Ochanine's fiery debut / Fun-filled Dia del Libro
SUNDRY STROKES () - April 21, 2010 - 12:00am

The French-American Olivier Ochanine, only 30, made his debut last week conducting the Philippine Philharmonic Orchestra with flair but with no exhibitionism, using the baton on and off. His ability to arouse and hold attention was as obvious as his lively rapport with the orchestra. Each section asserted its presence to the fullest degree: the strings were taut and tense or tranquilly cohesive; the woodwinds and brasses, smoothly efficient and firmly secure; the percussions, alert and precise in thunderous rhythmic beats.

A confluence of cultures and a catholicity of taste were apparent in Ochanine’s selections, these addressed to sophisticated music lovers. The Russian Shostakovich opened and closed the concert with the Festive Overture in A Major and the Symphony No. 5 in D Minor. The French Massenet composed Spanish dances for the Suite from Le Cid; the American Samuel Barber composed his Adagio for Strings at age 28, earning early distinction when no less than Toscanini “premiered” it.

This reviewer has heard this exquisitely lyrical Adagio several times, but never in the manner Ochanine interpreted it.
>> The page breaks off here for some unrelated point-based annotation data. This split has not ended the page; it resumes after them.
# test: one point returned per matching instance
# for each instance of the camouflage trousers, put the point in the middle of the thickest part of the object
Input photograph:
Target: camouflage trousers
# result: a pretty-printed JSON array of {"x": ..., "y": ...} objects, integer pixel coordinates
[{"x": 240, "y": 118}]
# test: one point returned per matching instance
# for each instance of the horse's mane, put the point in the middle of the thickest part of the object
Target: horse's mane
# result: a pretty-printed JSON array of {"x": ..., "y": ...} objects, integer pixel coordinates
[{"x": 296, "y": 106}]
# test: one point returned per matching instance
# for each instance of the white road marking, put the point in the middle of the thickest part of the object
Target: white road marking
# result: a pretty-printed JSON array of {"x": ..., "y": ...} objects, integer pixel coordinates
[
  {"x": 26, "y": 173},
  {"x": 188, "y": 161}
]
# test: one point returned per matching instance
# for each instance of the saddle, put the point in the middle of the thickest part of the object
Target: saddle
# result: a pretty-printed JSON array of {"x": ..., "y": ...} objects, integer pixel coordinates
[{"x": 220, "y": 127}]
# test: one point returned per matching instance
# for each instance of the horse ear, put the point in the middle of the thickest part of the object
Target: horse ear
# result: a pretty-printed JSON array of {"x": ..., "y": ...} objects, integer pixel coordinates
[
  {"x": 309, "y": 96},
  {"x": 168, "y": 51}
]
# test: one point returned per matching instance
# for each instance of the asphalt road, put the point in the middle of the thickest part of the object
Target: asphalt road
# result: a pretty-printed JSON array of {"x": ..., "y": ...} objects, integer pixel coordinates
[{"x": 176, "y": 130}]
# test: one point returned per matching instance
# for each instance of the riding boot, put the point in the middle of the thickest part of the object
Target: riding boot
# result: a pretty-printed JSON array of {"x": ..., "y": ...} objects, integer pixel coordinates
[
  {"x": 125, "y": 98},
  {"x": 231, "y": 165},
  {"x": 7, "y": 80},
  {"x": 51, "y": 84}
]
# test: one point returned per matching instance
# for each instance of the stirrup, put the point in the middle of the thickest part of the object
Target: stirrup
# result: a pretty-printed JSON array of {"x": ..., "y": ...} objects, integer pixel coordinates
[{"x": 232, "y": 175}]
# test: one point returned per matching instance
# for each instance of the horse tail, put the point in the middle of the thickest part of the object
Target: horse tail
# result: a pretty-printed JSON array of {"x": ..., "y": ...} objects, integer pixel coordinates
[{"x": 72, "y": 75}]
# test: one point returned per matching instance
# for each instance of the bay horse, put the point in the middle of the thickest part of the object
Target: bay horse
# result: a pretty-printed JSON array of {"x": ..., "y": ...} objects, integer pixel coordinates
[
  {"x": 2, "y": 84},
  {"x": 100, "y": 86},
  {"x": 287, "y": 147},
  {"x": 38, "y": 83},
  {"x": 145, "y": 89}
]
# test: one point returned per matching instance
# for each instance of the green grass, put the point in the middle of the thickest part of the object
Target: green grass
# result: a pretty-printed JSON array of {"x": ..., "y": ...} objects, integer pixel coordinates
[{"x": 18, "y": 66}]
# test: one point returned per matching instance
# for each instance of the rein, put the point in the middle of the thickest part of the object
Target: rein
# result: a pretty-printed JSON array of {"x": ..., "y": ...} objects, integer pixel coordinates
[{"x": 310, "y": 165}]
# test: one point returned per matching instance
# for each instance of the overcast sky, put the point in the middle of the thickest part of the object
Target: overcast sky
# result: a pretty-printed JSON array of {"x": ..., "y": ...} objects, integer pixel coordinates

While focusing on melody and form, he held a long sustained pianissimo throughout, ranging from “loud” to infinitely soft, almost inaudible pianissimo, making the superbly controlled rendition an incredible feat in dynamics.

Massenet’s Le Cid Suite consisted of Spanish dances: the fervid Castillane, the gentle, flowing Andalouse; the Aragonaise — its arrangement for piano has made it familiar — was partly repeated in Madrilene, the Suite ending in Navarraise, as spirited and rousing as the French composer could have made it, Ochanine matching its fire. How the stirring martial-like conclusion called to mind the mighty battles Cid fought!

Ochanine thundered his way through the dynamic opening of Shostakovich’s Festive Overture, the trumpet and horns, interspersed with a clarinet solo, further bringing it to vigorous, zestful life. The thin, frail-looking conductor created overpowering tuttis which took one’s breath away. These ear-splitting and arresting tuttis were in dramatic contrast with the gentlest, prolonged pianissimos, the remarkable shifts characterizing all the works except Barber’s Adagio which illustrated entirely distinct dynamics.

The Symphony is concededly one of Shostakovich’s greatest works. Strings (the violas and cellos) and the basses conveyed a sweeping first movement. In the second, a scherzo, the cellos, double basses and woodwinds stressed the melodies with utmost expression. In the profound slow movement, the violins and the oboe touched the emotions, and the martial finale, in a shattering climax, set the audience aglow.

The applause was as thunderous as the tuttis, and Ochanine graciously reciprocated with a medley of Filipino airs, Elgar’s “Nimrod” from Enigma Variations, and Dvorak’s “Slavic Dance Op. 48, No. 8”.

The highly auspicious, significant debut presages other impressive concerts under Ochanine’s masterful baton.

* * *

On April 24, 10 a.m. to 7 p.m., some 4,000 books will be available for as low as P20 each at the Instituto Cervantes. A rose goes with every purchase. The date marks the death of Miguel Cervantes and Shakespeare who both died in 1616.

IC director Jose Rodriguez says “Dia del Libro” is a day of fun with people finding joy through literature.

From 10 a.m. to 4 p.m., children ages 3 to 12 will paint and read. The vast collection of books, videos, periodicals and audio CD will be available for a membership fee of P770, half price for students and senior citizens.

The movie Una Cosa de Locos starts at 2 p.m.; a poetry contest with European and Filipino poems highlighting Spain’s EU presidency is at 4 p.m. Photo buffs may submit their best photos. Demonstration classes at 12:15 noon and 4:15 p.m. will be for those wishing to learn Spanish. Those wanting to know their proficiency in Spanish will be tested.

At 6 p.m., Raul Sunico and the UST Conservatory will give a concert of Philippine revolutionary songs in Spanish. A Latin party caps the day. Admission is free to all events.